To overcome these limitations, radiosensitization techniques can be employed to increase the radiosensitivity of tumor cells and improve the effectiveness of radiation therapy. Radiosensitization techniques typically address two situations: (I) tumor hypoxia leading to radioresistance; and (II) the need to limit the dose to the surrounding normal tissues while still delivering a high enough therapeutic dose to the target area for improved clinical efficacy. These techniques can involve the use of drugs or physical pathways to enhance the radiation-killing effect on tumor cells.

Radiosensitizing agents (1), which include small molecules such as oxygen, nitroimidazole, curcumin, thymidine analogs, as well as large molecules like miRNA, oligonucleotides, proteins, and peptides, have limitations in their effectiveness due to poor specificity and the risk of off-target effects (2). While there have been significant advances in the use of metal nano-radiosensitizing and sensitizing therapeutic integration materials, particularly nanogold, their ability to enhance the effect of proton therapy is still limited (3). The reason for this limitation is that the secondary electron dose enhancement effect of nanogold radiosensitization under proton irradiation is not sufficient to directly damage the lethal target (DNA) in the nucleus of the irradiated cells. This is due to the low energy of the collisional ionization secondary electrons, which have a range of only 100 nm on the surface, and can only enhance the indirect contribution of the free radical effect by surface (collisional site) irradiation (3). As a result, the enhancement effect on the RBE of proton therapy is limited.
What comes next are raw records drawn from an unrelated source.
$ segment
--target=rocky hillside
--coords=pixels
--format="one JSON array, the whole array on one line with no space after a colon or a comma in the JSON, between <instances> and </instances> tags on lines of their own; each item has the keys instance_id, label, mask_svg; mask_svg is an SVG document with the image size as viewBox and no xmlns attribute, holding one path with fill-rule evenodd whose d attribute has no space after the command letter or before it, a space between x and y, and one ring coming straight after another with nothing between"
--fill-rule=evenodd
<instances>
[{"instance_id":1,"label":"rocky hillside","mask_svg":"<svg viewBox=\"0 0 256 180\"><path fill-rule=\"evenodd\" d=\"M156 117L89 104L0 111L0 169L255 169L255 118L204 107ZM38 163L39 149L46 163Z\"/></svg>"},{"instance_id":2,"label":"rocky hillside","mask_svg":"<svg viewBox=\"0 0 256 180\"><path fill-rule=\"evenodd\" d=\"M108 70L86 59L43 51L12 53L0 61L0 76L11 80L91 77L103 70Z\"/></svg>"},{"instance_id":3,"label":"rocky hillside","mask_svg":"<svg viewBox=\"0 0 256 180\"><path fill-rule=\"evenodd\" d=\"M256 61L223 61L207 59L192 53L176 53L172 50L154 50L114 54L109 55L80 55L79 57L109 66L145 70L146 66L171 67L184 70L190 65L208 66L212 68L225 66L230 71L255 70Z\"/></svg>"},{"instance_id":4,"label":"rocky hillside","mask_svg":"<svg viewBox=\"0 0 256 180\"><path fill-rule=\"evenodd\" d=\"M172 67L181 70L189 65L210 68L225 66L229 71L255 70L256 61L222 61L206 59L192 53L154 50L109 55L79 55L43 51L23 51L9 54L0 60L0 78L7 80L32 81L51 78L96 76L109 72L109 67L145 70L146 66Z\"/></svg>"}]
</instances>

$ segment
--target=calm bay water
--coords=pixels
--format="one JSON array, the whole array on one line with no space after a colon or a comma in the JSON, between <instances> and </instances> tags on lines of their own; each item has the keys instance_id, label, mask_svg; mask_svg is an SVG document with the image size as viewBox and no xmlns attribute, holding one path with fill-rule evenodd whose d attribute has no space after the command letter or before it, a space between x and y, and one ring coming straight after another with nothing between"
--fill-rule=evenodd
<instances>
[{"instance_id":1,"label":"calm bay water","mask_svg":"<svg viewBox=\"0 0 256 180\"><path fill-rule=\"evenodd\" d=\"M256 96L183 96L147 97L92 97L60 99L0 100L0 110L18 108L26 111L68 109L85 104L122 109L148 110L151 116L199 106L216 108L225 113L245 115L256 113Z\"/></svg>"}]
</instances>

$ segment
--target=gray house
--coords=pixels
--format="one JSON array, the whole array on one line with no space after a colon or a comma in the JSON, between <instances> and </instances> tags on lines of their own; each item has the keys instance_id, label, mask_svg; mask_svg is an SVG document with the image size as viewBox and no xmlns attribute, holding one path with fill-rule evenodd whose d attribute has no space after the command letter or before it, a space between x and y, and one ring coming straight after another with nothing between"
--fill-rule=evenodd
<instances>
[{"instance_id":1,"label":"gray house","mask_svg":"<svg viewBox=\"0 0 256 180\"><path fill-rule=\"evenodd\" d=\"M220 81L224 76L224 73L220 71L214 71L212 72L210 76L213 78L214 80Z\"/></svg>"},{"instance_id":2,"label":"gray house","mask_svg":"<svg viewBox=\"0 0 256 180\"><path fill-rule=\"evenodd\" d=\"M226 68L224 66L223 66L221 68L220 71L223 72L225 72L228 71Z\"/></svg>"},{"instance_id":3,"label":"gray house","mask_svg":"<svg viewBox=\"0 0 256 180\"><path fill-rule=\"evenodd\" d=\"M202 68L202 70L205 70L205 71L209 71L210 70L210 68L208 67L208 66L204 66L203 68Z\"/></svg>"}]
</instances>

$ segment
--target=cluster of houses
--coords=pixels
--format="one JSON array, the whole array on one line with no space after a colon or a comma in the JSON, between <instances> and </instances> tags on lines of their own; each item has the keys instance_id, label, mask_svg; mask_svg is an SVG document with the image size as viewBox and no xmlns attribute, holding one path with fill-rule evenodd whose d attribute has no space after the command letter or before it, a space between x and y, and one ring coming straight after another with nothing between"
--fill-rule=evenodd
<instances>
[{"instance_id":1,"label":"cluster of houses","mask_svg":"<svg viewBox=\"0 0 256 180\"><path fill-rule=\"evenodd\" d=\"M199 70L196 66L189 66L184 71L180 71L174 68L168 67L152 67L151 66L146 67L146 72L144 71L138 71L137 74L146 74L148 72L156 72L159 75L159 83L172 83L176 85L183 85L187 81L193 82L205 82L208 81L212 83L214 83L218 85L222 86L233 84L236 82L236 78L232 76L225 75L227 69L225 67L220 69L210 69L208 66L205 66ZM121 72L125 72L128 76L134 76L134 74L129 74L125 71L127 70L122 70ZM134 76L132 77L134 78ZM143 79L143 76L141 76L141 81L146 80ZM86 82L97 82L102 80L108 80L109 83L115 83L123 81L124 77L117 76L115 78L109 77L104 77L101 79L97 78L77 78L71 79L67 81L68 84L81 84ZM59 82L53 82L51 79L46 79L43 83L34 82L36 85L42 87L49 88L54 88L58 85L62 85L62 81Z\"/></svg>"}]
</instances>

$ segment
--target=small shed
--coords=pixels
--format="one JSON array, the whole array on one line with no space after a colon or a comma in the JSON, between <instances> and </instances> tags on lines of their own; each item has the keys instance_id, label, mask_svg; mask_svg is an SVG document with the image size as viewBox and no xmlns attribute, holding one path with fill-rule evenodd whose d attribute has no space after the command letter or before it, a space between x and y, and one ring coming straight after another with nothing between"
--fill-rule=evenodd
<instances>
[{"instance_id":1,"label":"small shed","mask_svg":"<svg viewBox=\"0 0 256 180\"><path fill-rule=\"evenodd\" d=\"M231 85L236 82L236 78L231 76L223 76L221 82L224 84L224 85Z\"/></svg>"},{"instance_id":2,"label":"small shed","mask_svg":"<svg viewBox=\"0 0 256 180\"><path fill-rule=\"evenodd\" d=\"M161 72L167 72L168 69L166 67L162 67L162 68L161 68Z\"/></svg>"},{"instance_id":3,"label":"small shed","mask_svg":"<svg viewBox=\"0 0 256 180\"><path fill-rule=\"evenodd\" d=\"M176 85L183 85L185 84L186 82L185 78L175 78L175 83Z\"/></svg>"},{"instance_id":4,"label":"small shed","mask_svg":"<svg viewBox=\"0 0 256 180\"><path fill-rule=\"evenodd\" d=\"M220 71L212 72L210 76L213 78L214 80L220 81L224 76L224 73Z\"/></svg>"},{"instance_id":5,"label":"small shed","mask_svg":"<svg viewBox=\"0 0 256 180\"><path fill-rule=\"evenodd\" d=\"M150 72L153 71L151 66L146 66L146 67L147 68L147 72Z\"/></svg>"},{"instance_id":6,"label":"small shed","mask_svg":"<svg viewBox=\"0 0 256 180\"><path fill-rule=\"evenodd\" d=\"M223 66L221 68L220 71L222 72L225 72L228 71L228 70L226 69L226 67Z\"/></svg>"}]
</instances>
Rationale and knowledge gap

Sikora et al. and Yoon et al. proposed a novel approach to enhance proton therapy by releasing α particles from the p(11B,α)2α reaction with the target region 11B, based on the high LET α particle product (4 MeV) and the cross section (1.7 barn) of the p(11B,α)2α reaction using 650 keV protons (4,5). Cirrone et al. reported the first enhancement of the p(11B,α)2α reaction, showing that the presence of 11B led to a significant increase in the biological effect of proton-irradiated cells, as demonstrated by the dose-survival curve and chromosomal aberration analysis of prostate cancer cells (DU145) and breast epithelial cells (MCF-10A) at different locations of the extended Bragg peak [spread out Bragg peak (SOBP)] (6). However, subsequent physical calculations and simulation studies led to the opposite conclusion, suggesting that although the p(11B,α)2α reaction could produce α particles with high LET, the safe concentration of 11B in the tumour target area may not be sufficient to induce a visible enhanced biological effect based on its reaction cross section and calculation results. It is worth noting that the p(11B,α)2α reaction is conceptually similar to boron neutron capture therapy (BNCT) [10B + n → α (1.47 MeV) + Li (0.84 MeV)], which achieves higher biological effects by the reaction of thermal neutrons with 10B (7). In contrast, the p(11B,α)2α reaction is achieved by the nuclear fission reaction p + 11B → 3α(P-B), and energetic protons at the beam entry port can prevent the production of α particles in normal tissues.

Objective

In this paper, we proposed a “ternary” radiotherapy model, which was boron-based medium to induce the hydrogen-boron fusion reaction (p + 11B → 3α) of incident protons and thermal neutron capture [10B + n → 7Li3+ (0.84 MeV) + 4He2+ (1.47 MeV) + γ (0.477 MeV)]. And then the number and distribution of α particles and thermal neutrons produced by the interaction of radiotherapy protons with boron isotope-doped equivalent tissues of different ratios were first investigated by Monte Carlo simulation.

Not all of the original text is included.